By the time Ebbin’s bill got back to the subcommittee chaired by Freitas, some House Republicans said they now saw problems with the proposal that weren’t apparent when they approved Simon’s bill.

Del. Ronnie Campbell, R-Rockbridge, said he “forgot” he has a shotgun that was damaged by a rock when he fell off a log that had fallen across a creek.

“I’ve got two numbers on that gun that are pretty much destroyed. So I would have an illegal shotgun at this point,” Campbell said, referring to the implications of the proposed law.
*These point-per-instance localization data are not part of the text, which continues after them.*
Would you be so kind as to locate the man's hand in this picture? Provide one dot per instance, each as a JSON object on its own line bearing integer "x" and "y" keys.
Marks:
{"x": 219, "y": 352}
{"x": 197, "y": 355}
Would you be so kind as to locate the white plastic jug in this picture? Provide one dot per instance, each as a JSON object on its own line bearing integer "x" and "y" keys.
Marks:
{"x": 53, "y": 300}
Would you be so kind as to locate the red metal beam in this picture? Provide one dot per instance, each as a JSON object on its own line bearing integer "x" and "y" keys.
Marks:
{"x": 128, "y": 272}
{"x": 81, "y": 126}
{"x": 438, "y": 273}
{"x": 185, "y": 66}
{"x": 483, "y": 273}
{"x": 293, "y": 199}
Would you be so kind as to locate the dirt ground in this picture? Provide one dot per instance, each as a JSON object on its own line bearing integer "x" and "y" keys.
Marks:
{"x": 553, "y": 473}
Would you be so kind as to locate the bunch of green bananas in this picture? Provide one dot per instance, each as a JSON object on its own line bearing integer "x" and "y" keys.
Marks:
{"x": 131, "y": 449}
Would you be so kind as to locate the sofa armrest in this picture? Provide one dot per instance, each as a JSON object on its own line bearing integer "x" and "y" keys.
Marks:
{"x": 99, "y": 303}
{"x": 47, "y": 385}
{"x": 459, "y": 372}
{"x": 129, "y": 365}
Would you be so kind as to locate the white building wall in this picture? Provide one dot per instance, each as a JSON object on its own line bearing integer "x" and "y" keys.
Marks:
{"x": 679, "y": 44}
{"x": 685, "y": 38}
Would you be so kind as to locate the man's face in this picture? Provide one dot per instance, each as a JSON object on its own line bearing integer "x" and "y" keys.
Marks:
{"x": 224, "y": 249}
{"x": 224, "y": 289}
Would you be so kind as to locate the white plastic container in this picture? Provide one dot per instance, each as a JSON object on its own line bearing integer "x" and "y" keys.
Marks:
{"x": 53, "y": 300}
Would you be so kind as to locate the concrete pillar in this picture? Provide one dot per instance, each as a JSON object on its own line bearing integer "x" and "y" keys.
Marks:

Ebbin told Campbell his shotgun might already be a problem under federal law. If Campbell was concerned about it, Ebbin said, he could go to a gun store and have new serial numbers applied.

“I think guns falling on rocks and having their serial numbers defaced is perhaps an unusual one-off situation,” Ebbin said. “We were targeting criminals.”

In response to questions from the Mercury, Freitas,said the conference committee deliberating on the bill ran into “issues with how broadly it was written,” with Republicans trying to “limit it to deliberate destruction of serial numbers and sale.”

In an interview Monday, Simon said the main sticking point for the conference committee was whether the bill should also outlaw possession as well as the transfer and selling of such weapons.

“They wanted to get rid of all the possession pieces and just leave us with the parts that they like,” Simon said. “That’s not really a compromise anymore.”